Q&A with Raúl A. Mora, aka El Patrón

Greetings fellow bloggers around the world. I included an earlier version of this note on Facebook. This is a longer version, just for you to learn more about me...

Where are you from?
COLOMBIA, with an O, not a U!

Where in Colombia?
MEDELLIN - That's center, about an 8-hour drive from Bogota.

Do you drink coffee?
Not much until I came here. Yet, I know how to make A CUP of coffee. My dad taught me not to rely on coffee makers.

Can you cook Colombian food?
Does "arroz con huevo count?" Just kidding! I know a few recipes here and there.

Do you miss any Colombian food?
Well, not a lot of it. I do miss lentils (though my mom always cooks that for me when I go home) and fruit stands all over the city. Fruit in the US is too expensive (and too tiny) for my taste!

Do you dance salsa?
Invite me to Soma or Ko Fusion and see for yourself ;o)

Do you play soccer?
Before I even answer that question, please see my soccer-related Facebook group...

My bad, do you play FUTBOL?
I play goalie.

How long have you been here?
5 years and counting.

Are you an exchange student?
Under my visa status, technically yes. But I'm a doctoral student.

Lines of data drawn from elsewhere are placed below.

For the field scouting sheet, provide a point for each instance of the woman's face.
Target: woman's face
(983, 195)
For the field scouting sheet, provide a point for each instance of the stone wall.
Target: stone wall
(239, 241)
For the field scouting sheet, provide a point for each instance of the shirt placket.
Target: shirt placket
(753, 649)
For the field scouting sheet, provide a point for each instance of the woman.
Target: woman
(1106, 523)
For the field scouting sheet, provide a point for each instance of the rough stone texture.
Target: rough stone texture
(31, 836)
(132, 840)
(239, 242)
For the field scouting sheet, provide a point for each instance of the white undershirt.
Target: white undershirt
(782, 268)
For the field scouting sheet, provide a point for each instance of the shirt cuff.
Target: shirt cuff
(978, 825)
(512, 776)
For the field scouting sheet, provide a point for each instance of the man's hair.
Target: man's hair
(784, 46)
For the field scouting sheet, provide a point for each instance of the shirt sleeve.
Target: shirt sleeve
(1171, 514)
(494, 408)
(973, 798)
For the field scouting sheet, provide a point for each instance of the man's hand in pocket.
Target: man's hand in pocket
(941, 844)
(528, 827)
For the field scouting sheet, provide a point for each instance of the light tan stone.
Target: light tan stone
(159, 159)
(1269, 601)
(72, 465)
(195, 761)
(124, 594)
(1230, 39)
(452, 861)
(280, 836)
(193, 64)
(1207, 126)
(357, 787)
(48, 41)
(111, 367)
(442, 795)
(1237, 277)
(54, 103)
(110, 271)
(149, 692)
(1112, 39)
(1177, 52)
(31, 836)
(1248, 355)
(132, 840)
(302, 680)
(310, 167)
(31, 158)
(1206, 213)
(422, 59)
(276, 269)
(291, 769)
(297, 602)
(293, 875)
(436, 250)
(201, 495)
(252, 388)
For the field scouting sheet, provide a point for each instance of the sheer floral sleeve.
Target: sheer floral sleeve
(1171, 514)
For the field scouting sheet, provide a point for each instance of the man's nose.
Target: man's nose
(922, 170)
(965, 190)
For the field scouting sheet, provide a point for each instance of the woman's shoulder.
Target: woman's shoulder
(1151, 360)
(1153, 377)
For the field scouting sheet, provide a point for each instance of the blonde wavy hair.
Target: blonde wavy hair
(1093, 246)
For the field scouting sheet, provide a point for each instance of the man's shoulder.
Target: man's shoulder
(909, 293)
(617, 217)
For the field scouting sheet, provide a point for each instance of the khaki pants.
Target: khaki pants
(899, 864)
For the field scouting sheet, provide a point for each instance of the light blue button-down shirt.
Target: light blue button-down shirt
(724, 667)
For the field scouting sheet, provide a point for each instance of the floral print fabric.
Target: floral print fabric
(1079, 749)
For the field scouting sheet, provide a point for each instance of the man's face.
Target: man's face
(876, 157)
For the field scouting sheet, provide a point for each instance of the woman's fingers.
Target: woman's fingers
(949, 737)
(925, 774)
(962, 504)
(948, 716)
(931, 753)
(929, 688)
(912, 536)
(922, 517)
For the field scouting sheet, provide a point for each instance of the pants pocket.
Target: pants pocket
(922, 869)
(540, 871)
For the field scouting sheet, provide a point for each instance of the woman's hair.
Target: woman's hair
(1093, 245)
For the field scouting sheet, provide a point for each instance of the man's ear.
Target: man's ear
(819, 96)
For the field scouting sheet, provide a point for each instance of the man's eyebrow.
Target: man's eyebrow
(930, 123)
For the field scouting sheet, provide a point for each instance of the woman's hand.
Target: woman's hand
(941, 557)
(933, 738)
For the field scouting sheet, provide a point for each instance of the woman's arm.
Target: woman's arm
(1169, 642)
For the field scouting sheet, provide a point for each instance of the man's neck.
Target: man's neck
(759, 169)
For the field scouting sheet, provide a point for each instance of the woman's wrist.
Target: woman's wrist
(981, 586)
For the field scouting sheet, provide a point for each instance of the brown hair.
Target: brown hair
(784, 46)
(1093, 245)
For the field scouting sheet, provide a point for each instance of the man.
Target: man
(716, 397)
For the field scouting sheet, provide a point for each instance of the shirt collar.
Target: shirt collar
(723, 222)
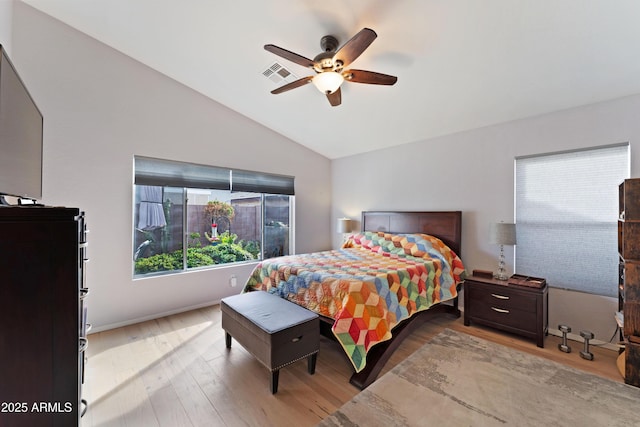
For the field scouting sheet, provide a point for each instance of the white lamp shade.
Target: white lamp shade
(502, 234)
(328, 81)
(344, 225)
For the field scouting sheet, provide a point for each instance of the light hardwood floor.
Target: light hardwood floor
(175, 371)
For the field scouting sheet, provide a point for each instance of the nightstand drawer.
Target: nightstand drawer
(504, 316)
(503, 298)
(510, 307)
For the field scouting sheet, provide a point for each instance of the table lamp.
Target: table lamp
(502, 234)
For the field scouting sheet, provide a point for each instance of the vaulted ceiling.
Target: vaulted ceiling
(460, 64)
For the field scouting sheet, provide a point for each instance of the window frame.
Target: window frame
(597, 221)
(188, 176)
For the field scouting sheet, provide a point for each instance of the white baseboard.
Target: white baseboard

Doctoral student in Engineering, like all the other Colombians?
No. I'm the "token Humanities doc student" of the bunch, the Colombian Tajel if you will. I'm doing my Ph.D. in Education.

So you wanna be a teacher?
No, I want to PREPARE teachers. I taught for almost 10 years in Colombia.

What did you teach?

Really? What grades?
I taught from 5th to 11th grade at high schools in the city; I also taught English to children and adults, and I was an adjunct instructor at a local college.

Why do they call you EL PATRON?
It's a very long story that has been running for over 10 years. That deserves a full blog of its own :o).

What's up with the A. after Raúl?
I'm named after my father, who happens to be Raúl Mora. My mom chose the middle name (Alberto). For professional purposes, in 2003 I made it emphatic that all papers where I appear as co-author should include my middle initial, A. When I write solo, I use the full middle name, though. I also identify myself as "Raúl A. Mora" when I meet someone in the academic circles.

Does your name have an accent?
Yes, in the U, so it's spelled Raúl. That actually affects the pronunciation, so it's not "Rawl" but "Ra-ool". However, I don't make that big of a fuss if you forget to add it. You do get kudos, though, if you accentuate the U. My advisor and some of my professors do. And most people say "Ra-ool" too :)

Why did you come to U of I?
It's a great school in education, and no I don't miss the mountains that much. However, I really hate the weather changes... my allergies act up like crazy in Illinois!

But do you miss your family?
Of course I do! It is hard not to be there to see my nieces grow up (I talked about that in a blog a while ago), and I know my parents and especially my sister miss me a lot (it is hard to talk to her sometimes, she ends up crying after we talk...). We communicate often, though, so that makes things more bearable for all of us.

Have you ever been married?
No. No wives, no children (the other Mora Velez has taken care of the children quota!!!!)

How many girlfriends have you had?
4 on the record (5 off the record... long story), but only the last 3 really matter.

Do you still talk to them?
Occasionally, but overall, we're in good terms.

What's Broomball?
Check the link to Wikipedia in my previous notes. Just to give you a quick-and-dirty: It is NOT hockey, but you play on ice and without skates. It is like playing field hockey on ice, if you will.

Are you really 33 years old? You don't look that old!
Yes, I am, and no, I don't!

So do you speak Colombian?
No, I actually speak native Spanish, perfect English, quasi-fluent French, and broken Portuguese (but working on it!)

What's your favorite drink?
Good beer, Veraison wine, Tequila Sunrise with (you guessed it) Patron Silver, or a good martini.

What should anyone who just met you avoid doing?
First, don't ask me a "cocaine" question right after meeting me. I don't mind talking about hard topics, but asking me if I can score you some coke (no, I can't) or if you can buy it on any street corner (no, you can't either) just proves that you're very impolite, overly ignorant, and awfully stupid. Second, don't ever smack me in the head!